The Soberanes Fire began on July 22 and was sparked by an illegal, unattended camp fire in a section in Garrapata State Park that was closed to camping, the US Forest Service said on Tuesday. No arrests have been made, the service said.
Fire personnel battling the blaze have been able to draw containment lines – a measure of how much of its perimeter has been cleared by fire crews of unburned vegetation – around only 25 percent of the wildfire so far.
A bulldozer operator hired by property owners to help battle the Soberanes blaze died last week when his vehicle rolled over. It was the second wildfire-related death in California in a week, another person having been found dead in his car in the path of the Sand Fire in Los Angeles County. Four people were killed in other blazes in June.
The fire threat has prompted the closure of several popular California campgrounds and recreation areas along the northern end of the Big Sur coastline, including Point Lobos State Natural Reserve and Pfeiffer Big Sur State Park.
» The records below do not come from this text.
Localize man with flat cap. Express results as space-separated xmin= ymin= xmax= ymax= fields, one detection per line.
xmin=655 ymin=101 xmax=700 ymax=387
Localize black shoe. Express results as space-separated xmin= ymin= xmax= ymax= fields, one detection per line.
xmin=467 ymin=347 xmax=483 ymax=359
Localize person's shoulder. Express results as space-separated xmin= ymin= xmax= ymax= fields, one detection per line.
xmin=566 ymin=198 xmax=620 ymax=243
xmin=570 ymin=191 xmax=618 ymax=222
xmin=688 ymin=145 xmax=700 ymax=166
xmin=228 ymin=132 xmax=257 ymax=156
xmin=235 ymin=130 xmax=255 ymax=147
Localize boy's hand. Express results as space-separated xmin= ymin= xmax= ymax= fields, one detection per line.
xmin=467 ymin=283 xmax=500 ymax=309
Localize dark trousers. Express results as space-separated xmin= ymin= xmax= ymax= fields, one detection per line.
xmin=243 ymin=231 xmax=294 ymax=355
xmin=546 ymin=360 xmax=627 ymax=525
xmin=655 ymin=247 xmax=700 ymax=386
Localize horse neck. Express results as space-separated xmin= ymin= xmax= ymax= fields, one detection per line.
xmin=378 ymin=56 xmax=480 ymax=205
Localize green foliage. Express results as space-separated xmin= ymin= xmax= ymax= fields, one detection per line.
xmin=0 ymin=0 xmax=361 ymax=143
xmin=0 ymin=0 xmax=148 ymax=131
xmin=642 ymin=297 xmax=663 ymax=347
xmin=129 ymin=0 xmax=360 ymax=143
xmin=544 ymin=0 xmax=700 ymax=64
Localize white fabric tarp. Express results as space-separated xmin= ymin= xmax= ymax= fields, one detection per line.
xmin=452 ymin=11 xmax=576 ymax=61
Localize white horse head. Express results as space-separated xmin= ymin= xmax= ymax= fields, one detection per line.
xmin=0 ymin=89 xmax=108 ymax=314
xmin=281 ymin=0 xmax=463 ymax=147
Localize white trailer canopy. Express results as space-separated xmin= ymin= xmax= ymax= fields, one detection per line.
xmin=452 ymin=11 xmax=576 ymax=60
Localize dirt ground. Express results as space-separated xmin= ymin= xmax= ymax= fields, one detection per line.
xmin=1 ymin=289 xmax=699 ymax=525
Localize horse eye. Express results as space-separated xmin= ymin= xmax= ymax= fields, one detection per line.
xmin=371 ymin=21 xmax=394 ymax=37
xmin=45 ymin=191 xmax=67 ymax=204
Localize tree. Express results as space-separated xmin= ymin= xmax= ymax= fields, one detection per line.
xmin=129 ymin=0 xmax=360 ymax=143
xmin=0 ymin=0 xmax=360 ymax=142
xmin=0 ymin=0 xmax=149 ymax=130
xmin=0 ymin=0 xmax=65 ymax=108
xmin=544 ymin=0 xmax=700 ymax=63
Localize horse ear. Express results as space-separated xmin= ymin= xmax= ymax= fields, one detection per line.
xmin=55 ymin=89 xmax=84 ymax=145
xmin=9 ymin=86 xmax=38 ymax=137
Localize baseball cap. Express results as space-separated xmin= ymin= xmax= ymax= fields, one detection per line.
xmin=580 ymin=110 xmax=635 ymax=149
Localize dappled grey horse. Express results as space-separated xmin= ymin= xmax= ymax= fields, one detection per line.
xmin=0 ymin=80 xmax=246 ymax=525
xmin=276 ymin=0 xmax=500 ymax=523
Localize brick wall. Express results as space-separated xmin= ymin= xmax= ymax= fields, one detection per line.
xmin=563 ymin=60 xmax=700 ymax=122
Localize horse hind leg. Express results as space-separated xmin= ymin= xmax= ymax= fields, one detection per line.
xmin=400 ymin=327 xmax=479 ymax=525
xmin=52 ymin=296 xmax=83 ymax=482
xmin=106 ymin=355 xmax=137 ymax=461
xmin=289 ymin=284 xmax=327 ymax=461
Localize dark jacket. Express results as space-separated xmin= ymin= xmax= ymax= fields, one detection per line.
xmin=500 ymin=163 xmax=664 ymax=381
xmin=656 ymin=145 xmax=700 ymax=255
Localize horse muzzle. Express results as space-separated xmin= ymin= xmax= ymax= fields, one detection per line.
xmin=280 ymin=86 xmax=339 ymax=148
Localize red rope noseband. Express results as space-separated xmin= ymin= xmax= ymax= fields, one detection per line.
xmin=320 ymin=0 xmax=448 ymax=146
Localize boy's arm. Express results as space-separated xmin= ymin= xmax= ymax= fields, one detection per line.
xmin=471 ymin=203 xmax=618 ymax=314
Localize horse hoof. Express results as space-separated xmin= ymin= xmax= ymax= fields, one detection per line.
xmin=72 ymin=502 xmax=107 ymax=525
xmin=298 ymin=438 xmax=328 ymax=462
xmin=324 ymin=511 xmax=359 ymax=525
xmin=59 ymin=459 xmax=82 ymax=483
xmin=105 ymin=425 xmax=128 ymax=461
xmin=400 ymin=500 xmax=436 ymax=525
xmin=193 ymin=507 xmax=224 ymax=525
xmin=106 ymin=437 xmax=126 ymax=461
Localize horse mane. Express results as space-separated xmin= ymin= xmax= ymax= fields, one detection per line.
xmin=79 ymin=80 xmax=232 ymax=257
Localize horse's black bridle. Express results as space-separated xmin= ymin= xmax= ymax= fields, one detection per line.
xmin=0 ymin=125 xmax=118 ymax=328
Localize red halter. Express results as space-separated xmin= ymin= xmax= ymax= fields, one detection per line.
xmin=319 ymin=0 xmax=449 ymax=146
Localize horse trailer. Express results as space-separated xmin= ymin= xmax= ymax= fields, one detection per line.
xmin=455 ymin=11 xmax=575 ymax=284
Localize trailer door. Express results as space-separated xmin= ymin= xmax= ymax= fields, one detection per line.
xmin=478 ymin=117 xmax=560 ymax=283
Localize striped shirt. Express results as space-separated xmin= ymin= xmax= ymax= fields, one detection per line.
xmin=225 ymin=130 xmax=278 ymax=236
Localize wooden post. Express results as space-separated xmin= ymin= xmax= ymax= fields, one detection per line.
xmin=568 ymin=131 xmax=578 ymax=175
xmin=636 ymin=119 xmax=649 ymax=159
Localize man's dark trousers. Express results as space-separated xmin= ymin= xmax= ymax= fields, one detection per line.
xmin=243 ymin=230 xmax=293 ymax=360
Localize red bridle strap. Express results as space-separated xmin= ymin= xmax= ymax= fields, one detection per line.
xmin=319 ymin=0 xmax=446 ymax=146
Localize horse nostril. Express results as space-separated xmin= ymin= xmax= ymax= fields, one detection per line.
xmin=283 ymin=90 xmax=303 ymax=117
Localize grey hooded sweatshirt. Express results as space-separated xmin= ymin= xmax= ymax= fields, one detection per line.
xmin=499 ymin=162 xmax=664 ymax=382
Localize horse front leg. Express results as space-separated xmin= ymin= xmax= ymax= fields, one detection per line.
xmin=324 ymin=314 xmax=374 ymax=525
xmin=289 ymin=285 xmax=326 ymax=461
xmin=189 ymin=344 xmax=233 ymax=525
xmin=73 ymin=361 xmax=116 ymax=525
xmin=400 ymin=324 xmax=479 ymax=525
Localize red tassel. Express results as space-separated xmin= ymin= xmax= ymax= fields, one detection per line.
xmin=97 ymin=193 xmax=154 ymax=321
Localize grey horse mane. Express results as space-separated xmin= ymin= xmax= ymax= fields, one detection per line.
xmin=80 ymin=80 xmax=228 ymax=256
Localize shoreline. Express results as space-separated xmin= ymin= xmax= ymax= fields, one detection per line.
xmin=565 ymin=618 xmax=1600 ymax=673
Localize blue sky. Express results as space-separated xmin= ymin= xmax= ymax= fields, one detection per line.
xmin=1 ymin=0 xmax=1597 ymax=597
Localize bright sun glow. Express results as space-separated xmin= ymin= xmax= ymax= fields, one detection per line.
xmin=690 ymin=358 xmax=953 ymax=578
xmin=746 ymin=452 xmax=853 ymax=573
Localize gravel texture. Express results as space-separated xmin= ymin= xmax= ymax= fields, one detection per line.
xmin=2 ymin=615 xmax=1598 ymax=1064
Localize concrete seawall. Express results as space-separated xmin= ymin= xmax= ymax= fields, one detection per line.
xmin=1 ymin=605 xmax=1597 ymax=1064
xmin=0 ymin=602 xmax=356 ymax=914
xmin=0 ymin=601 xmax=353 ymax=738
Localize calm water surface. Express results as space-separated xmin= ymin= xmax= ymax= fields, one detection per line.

Another fire that broke out on Saturday in grass and brush about 30 miles northeast of Fresno, in central California, has since charred about 2,185 acres and is threatening 400 structures, prompting evacuations in the area, the California Department of Forestry and Fire Protection said.
Nine structures, including four homes, have been destroyed, fire officials said. On Tuesday evening, the so-called Goose Fire was listed as 60 percent contained.